The days of super-low interest rates seem numbered
Cliff Taylor: tracker mortgage rates will rise in tandem with any ECB rate hikes
The ECB looks set to signal in the months ahead that the period of extraordinary stimulus will slowly draw to an end.
The European interest rate cycle is turning. The days of super-low interest rates are not quite over yet, but borrowing costs look set to start rising next year. The ECB is going to start preparing the way for this in the months ahead, assuming the euro zone economic recovery stays on track.
Interest rates have remained lower for longer than we might have expected, but it is well to remember that a zero base rate and a central bank pumping money into the economy through purchasing bonds is not the “norm”.
The ECB looks set to signal in the months ahead that this period of extraordinary stimulus will slowly draw to an end. This looks likely to clear the way for the ECB to increases its key short-term interest rates some time next year. In the meantime, longer-term interest rates on financial markets, already off their lows, will drift higher in the months ahead, if the euro zone recovery remains on track.
When ECB rates rise, those on tracker mortgage rates will see their mortgage repayments rise in tandem with any official hike. Standard variable mortgage rates would also be likely to rise, though as costs here are already above the EU average it is not clear if they would rise exactly in line with ECB increases. Much will depend on the state of competition in the Irish market at the time.
Longer-term fixed rate mortgage offers could start to edge up earlier than an ECB rise, as these are priced in relation to market interest rates which typically move ahead of official rates. Those wanting to lock in their mortgage rate for a few years might thus be well advised to examine the options sooner rather than later.The difficulty is, of course, that the pace and extent of the rise in variable rates remains uncertain and so judging the value in the fixed rate market involves some guesswork.
Minutes of the ECB’s December meeting, published on Thursday, suggested that the central bank’s key policy-making committee believes that its guidance to the market about its policy stance might need to be “revisited” early this year. In the subtle world of central bank language, this is important. The context is what the national governors and senior ECB executives on the committee called “ recent indicators pointed to a continued robust and increasingly self-sustaining economic expansion.”
The euro zone economy was starting to move towards full capacity more quickly than expected and this should start to push up the rate of inflation, according to the minutes.

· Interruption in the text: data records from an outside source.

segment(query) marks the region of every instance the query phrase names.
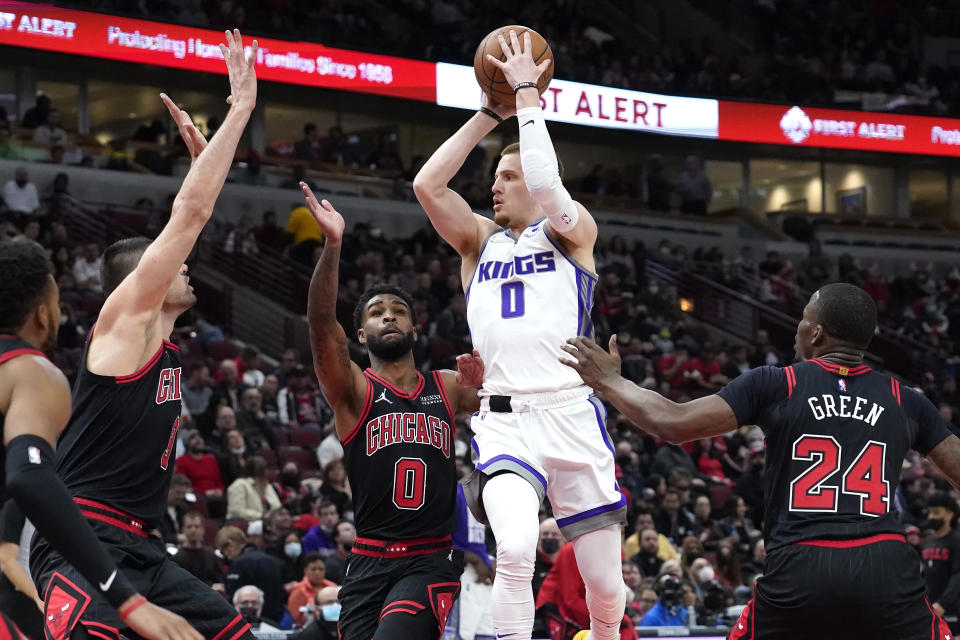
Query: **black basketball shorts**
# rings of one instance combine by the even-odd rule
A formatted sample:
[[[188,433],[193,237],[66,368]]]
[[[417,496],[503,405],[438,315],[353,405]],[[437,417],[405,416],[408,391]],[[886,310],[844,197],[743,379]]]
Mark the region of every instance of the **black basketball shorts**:
[[[903,536],[808,540],[767,556],[729,640],[947,640]]]
[[[358,537],[340,590],[340,640],[437,640],[460,595],[463,552],[450,537]]]
[[[90,501],[82,511],[118,569],[151,603],[183,616],[208,640],[254,639],[250,625],[230,603],[174,562],[163,541],[144,533],[143,523]],[[126,627],[99,589],[39,536],[31,547],[30,571],[46,608],[48,639],[140,637]]]

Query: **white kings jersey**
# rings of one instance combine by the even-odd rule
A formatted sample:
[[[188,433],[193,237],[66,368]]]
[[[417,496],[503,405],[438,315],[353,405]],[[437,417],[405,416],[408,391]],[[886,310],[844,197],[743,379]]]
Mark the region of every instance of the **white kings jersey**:
[[[547,233],[546,218],[514,239],[489,236],[467,287],[467,321],[486,371],[482,396],[583,386],[558,360],[568,338],[592,336],[597,275],[575,263]]]

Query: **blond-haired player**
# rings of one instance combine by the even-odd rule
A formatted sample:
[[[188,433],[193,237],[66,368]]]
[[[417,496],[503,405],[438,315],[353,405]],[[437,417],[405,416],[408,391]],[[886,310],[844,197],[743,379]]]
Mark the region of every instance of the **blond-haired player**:
[[[482,503],[477,510],[485,509],[497,539],[494,628],[497,638],[530,638],[537,515],[546,495],[573,541],[587,587],[589,637],[612,640],[624,609],[626,504],[614,478],[603,405],[559,362],[569,334],[592,334],[597,225],[560,179],[536,88],[550,60],[534,63],[529,34],[522,47],[514,32],[509,46],[503,37],[500,45],[506,60],[489,60],[515,89],[520,143],[501,153],[493,220],[473,213],[447,184],[512,109],[484,97],[481,112],[414,180],[433,226],[462,259],[470,331],[486,363],[481,410],[471,425],[479,474],[471,486],[482,486],[472,506]]]

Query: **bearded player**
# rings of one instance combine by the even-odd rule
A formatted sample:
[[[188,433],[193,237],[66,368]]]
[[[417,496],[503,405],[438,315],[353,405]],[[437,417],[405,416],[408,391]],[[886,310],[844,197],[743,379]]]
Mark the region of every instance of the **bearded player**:
[[[256,103],[257,43],[245,58],[240,33],[221,45],[230,109],[209,144],[162,96],[193,159],[156,240],[121,240],[103,257],[107,296],[87,341],[73,390],[73,412],[57,450],[57,472],[100,541],[133,586],[186,618],[207,638],[253,638],[250,626],[216,592],[176,565],[149,535],[167,506],[181,398],[179,349],[167,338],[196,302],[184,260],[210,219]],[[30,569],[45,594],[48,640],[128,635],[120,615],[50,544],[34,540]],[[109,582],[109,580],[108,580]]]
[[[60,292],[50,261],[35,242],[0,242],[0,273],[0,435],[6,443],[6,456],[0,444],[0,507],[15,500],[122,615],[142,596],[117,572],[53,466],[53,445],[70,416],[70,386],[42,351],[56,345],[60,327]],[[183,618],[154,605],[137,607],[126,619],[146,638],[200,638]],[[0,637],[4,631],[19,637],[0,613]]]
[[[447,187],[467,154],[512,115],[486,97],[481,113],[441,145],[414,181],[434,228],[462,259],[470,332],[486,365],[481,410],[471,423],[480,475],[469,487],[482,488],[467,493],[478,519],[485,509],[497,540],[491,608],[498,637],[530,638],[537,516],[546,495],[573,541],[587,588],[589,637],[613,640],[625,601],[626,501],[614,477],[603,406],[557,361],[566,332],[592,333],[597,225],[560,180],[537,93],[550,60],[534,64],[529,34],[522,49],[515,32],[510,46],[502,36],[500,46],[506,61],[488,60],[516,93],[520,143],[501,152],[493,220],[474,214]]]
[[[923,395],[864,363],[876,328],[866,291],[828,284],[797,325],[800,362],[682,404],[620,376],[616,336],[609,353],[582,338],[565,347],[565,363],[667,442],[763,429],[767,561],[730,640],[951,640],[893,496],[909,449],[960,483],[960,439]]]
[[[434,640],[463,572],[463,553],[453,549],[450,535],[457,527],[454,416],[479,407],[483,363],[460,356],[458,373],[421,374],[413,360],[413,300],[390,285],[360,296],[354,324],[370,368],[351,362],[336,319],[343,217],[300,186],[327,239],[310,281],[307,317],[314,368],[343,443],[357,526],[340,591],[340,638]]]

The scale of growth in Europe – and indeed internationally – is striking. “Trends in the euro zone economy have improved significantly over the last year or so as evidenced by strongly above-trend growth rates and a notable decline in the unemployment rate, with figures this week showing the jobless rate at a near nine-year low,” according to Simon Barry, chief economist at Ulster Bank in Dublin.
The ECB has already started to pare back its purchases on the bond markets, he pointed out – now €30 billion a month – and the more the economic signals improve, the stronger the case is to continue this “ gradual normalisation.”
The ECB is due to continue its bond buying programme until September at least and had indicated it will not start to increase interest rates for a period afterwards. The latest data, and Thursday’s minutes, will increase speculation that bond buying will indeed be ended this year and the ECB may become more explicit about this shortly. Once that happens, the debate will be when, not if, interest rates will head higher.
The big uncertainty is inflation. The ECB’s job is to bring inflation close to 2 per cent and its big fear in recent years has been that the euro zone economy would lapse into deflation.
While the council expressed confidence that inflation would start to rise as the euro zone economy approached full capacity, there is simply no way to forecast this with accuracy. For the moment the ECB is predicting that the inflation rate will only rise gradually to a modest 1.7 per cent by 2020.
Internationally, rising inflation has been the missing link in the economic recovery. In the US core inflation, excluding volatile factors such as energy, is just 1.4 per cent – despite unemployment at a 17-year low of 4.1 per cent – and this is causing debate at the US central bank, the Federal Reserve Board (Fed), about the appropriate pace of interest rate increases this year.
The Fed pushed up rates three times in 2017 – its base rate is now 1.25 to 1.5 per cent – and has signalled the same for 2018. US long-term bond interest rates have risen sharply this week as markets there reckon that, despite low inflation, the interest rate cycle is only heading one way - upwards.
The euro zone recovery is a few years behind the US, of course. There will now be much debate in the months ahead not only about when the first ECB rise will come, but of how quickly euro zone rates will then rise and how far they will go.Trends in growth – and particularly inflation – will determine the answers.